Now they were in the same room. He had kitchen knives within arm’s reach. Pots that could be swung as clubs. But he didn’t want to end this—or Nixon.

“Because?” Nixon studied him as though searching for lies.

“Protocol.”

Nixon drew in a breath and nodded. “Protocol. That’s rich. You do realize your family started the fight at the last peace talks?”

Lance frowned. He’d read Nixon had fired the first shot. “That’s not what I heard.”

“Truce and truth, Orlan. I’m not lying.” Nixon brought the glass to his lips and drank. Light danced off the fracture in the glass.

Lance swallowed and focused on pouring what was left of the bottle into his glass so he couldn’t look at Nixon’s mouth. He did not want to kiss him. “So what happens now?”

“What do you want to happen?” Nixon’s fangs were still down, and all Lance could think about was how they’d feel sinking into his neck or thigh.

He shivered, knowing he shouldn’t be thinking those thoughts at all.

Nixon smiled as if he knew exactly what Lance was thinking.

His tongue flicked over the point of his fang as though he were thinking about biting him.

There’d never been a report of Nixon tearing out throats.

That wasn’t his thing. He killed efficiently—just doing a job, exactly as Nixon had said.

He didn’t want to do it. He’d just been following orders.

In that, they were exactly the same.

Though tonight, neither of them was following orders. Two weeks, and even if they were given orders to kill the other, the truce couldn’t be broken.

“Did my family honestly break the peace?”

“More than once, Orlan.”

“Lance…at least for the next two weeks.”

“Nix.” He held out his hand as though they were meeting as friends.

Lance shook his hand. The lilac tattoo marked him as the enemy, but the touch of his hand only sparked desire. Nix grinned. His thumb swept over Lance’s skin and made his heartbeat quicken. There was something in Nix’s blue eyes that Lance didn’t know if he should fear or want.

Nix leaned closer. “Tell me, Lance, do you top or bottom.”

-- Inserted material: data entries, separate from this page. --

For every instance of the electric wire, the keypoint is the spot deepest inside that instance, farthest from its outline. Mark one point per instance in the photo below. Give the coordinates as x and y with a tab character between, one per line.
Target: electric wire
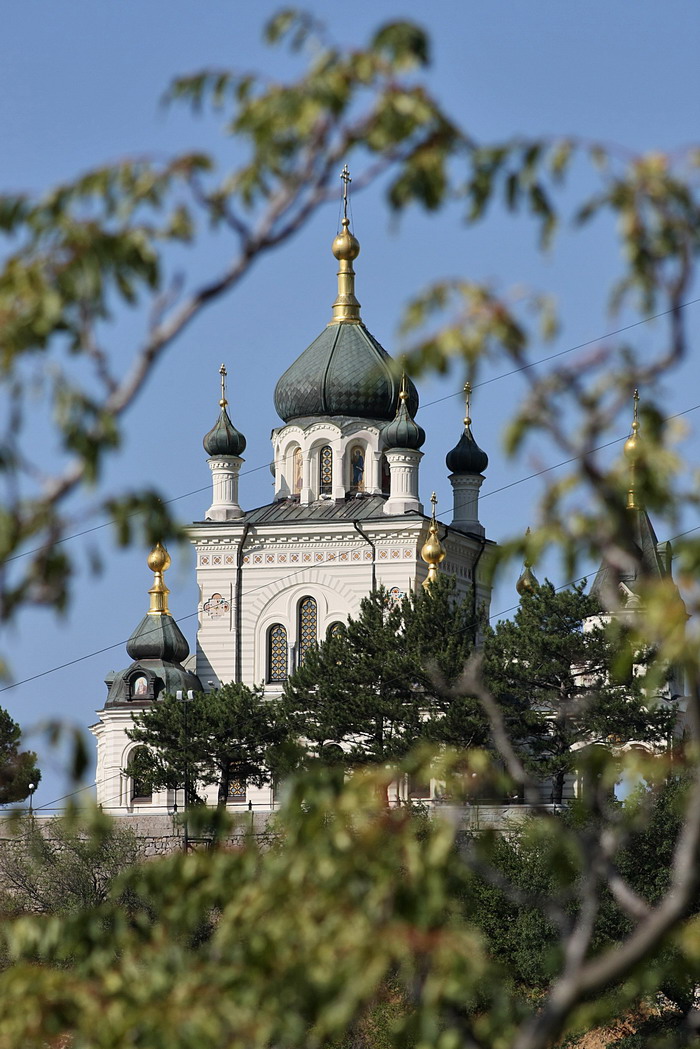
428	404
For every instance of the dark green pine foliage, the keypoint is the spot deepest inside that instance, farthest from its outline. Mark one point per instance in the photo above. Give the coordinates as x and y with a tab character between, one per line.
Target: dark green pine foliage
232	733
18	768
575	687
381	686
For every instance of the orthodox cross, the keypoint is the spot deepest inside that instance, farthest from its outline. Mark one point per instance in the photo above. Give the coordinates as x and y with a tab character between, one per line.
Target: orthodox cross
344	174
467	397
223	372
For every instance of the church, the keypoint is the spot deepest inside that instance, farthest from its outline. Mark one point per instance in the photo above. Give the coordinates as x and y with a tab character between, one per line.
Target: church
346	516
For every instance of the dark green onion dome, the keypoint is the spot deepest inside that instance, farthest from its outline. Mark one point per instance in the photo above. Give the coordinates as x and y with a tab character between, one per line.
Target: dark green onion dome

Nix’s grip was too strong for Lance to pull away, but he tried anyway. They’d been having a serious talk, and Nix had spun the conversation into the personal. Heat burned Lance’s cheeks, and he couldn’t keep the snap out of his voice. “What makes you think you’ll get to find out?”

He didn’t want to know Nix’s preference, but now he was wondering. He shouldn’t be thinking of Nix in that way. This was a truce, nothing more.

“I was curious.” He gave a careless shrug. “I don’t care either way.” He released Lance’s hand, his fingertips brushing over the tattoo on his palm as though it no longer mattered. And maybe for the next two weeks, it didn’t.